William Smead
Chief Executive Officer
Chief Investment Officer
Dear Clients and Prospective Clients:
In his wonderful book A Short History of Financial Euphoria, John Kenneth Galbraith wrote that human beings ascribe higher and higher levels of intelligence to people based on how much money they make and business success they have. The opposite would be that a lower and lower level of intelligence are ascribe to investors and business people as difficult economic and stock market circumstances dominate the news. Charlie Munger, who is the vice-chairman of Berkshire Hathaway, told Stanford Business School MBA candidates a few years ago that psychology is the most undervalued discipline in business. I’d like to combine the wisdom of the timeless academic Galbraith and the respect for psychology from the super-successful investor Munger to ponder our current market conditions.
The stock market in the U.S. has already fallen 50% from peak to trough since October of 2007 to today. Among many admirable money managers and stock pickers, we at Smead Capital Management appear to have very little intelligence and our IQ seems to get lower by the week. This decline ranks as the worst bear market by magnitude since the 1929-32 market, which lost over 80% of its value from peak to trough.
Perma-bear, Jeremy Grantham, who because of his negative stance on the stock market over the last 10 years is ascribed a great deal of intelligence. He has written extensively recently that he believes “high quality” U.S. stocks provide good long-term value at these levels, but strongly cautions investors that these kind of psychological business crises can overshoot to the downside. He therefore urges consistent buying, but warns that the S&P 500 Index could drop as low as 600 (around 770 today) before it makes a bottom. His main reason for the concern about the downside is that negative psychology and a negative feedback loop can dictate a great deal of panic through human behavior.
It is our view that additional major downside movement in the U.S. stock market could only be justified by a much greater economic contraction than the one we have seen so far (5% contraction year to year) or a substantial increase in U.S. Treasury bond interest rates.
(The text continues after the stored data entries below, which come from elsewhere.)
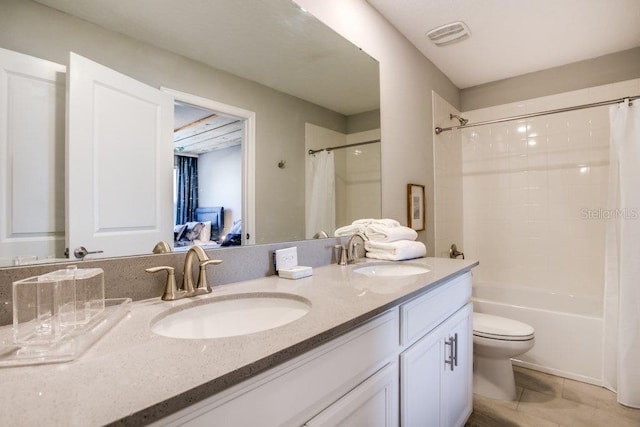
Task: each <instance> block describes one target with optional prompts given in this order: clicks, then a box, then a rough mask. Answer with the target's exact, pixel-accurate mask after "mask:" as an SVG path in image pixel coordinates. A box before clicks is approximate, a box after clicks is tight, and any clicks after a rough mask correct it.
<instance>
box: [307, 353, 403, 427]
mask: <svg viewBox="0 0 640 427" xmlns="http://www.w3.org/2000/svg"><path fill="white" fill-rule="evenodd" d="M338 425H340V426H363V427H364V426H366V427H391V426H397V425H398V364H397V363H395V362H393V363H390V364H388V365H387V366H385V367H384V368H382V369H381V370H380V371H379V372H376V373H375V374H374V375H373V376H372V377H371V378H369V379H368V380H366V381H365V382H363V383H362V384H360V385H359V386H358V387H356V388H355V389H353V390H352V391H350V392H349V393H348V394H347V395H346V396H344V397H342V398H340V399H339V400H338V401H337V402H335V403H334V404H333V405H331V406H329V407H328V408H327V409H325V410H324V411H322V412H321V413H319V414H318V415H317V416H315V417H313V418H312V419H311V420H310V421H308V422H307V423H306V424H305V427H325V426H338Z"/></svg>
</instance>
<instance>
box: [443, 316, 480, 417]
mask: <svg viewBox="0 0 640 427" xmlns="http://www.w3.org/2000/svg"><path fill="white" fill-rule="evenodd" d="M472 322H473V307H472V305H471V304H467V305H466V306H464V307H463V308H461V309H460V310H459V311H458V312H457V313H456V314H454V315H453V316H452V317H451V318H450V319H448V320H447V322H446V324H447V326H448V328H447V329H448V331H447V333H446V335H445V337H444V338H445V342H446V340H449V339H451V338H454V340H455V341H454V347H453V348H451V346H448V345H445V347H447V348H445V351H446V354H445V357H449V352H450V351H453V352H454V356H455V358H456V359H457V364H456V363H454V366H453V370H451V366H450V365H449V364H447V366H446V368H445V375H444V381H443V392H442V415H443V416H444V418H443V422H442V425H444V426H450V427H453V426H463V425H464V423H465V422H466V421H467V418H468V417H469V415H470V414H471V411H472V409H473V394H472V393H473V392H472V386H473V334H472V333H471V331H472V330H473V323H472Z"/></svg>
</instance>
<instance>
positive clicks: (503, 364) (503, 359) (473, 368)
mask: <svg viewBox="0 0 640 427" xmlns="http://www.w3.org/2000/svg"><path fill="white" fill-rule="evenodd" d="M473 392H474V393H476V394H479V395H480V396H484V397H488V398H491V399H498V400H516V398H517V397H518V396H517V394H516V381H515V377H514V375H513V366H511V359H496V358H489V357H482V356H479V355H477V354H476V355H474V360H473Z"/></svg>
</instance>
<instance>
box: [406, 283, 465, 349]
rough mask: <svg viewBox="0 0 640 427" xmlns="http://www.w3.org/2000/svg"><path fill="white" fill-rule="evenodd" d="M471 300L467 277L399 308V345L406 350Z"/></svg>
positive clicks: (415, 298) (443, 287) (446, 285)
Many of the most negative stock market prognosticators look at the market bottoms in 1932, 1974 and 1982. Those market bottoms averaged price-to-earnings ratios of 6-8 and dividends yields of 6%. The 1932 bottom included 25% unemployment and was part of four years averaging 12% year to year contraction in the economy. The economy was chopped in half in four years. The other two bottoms at those historically low average P/E ratios (1974 and 1982) saw Treasury interest rate peaks of 9 to 10% and 13 to 15%, respectively. Therefore, without a near complete collapse in the economy or dramatically higher Treasury interest rates, we don’t see those worst-case scenarios being realized.
None of this makes the bullets we are all sweating fit through our pores any better. However, Grantham points out that his quantitative models show above average returns the next seven years on the S&P 500 Index. Bargain prices on outstanding companies with bright futures outweigh the negative psychology around us and the low level of intelligence ascribed to us for saying so.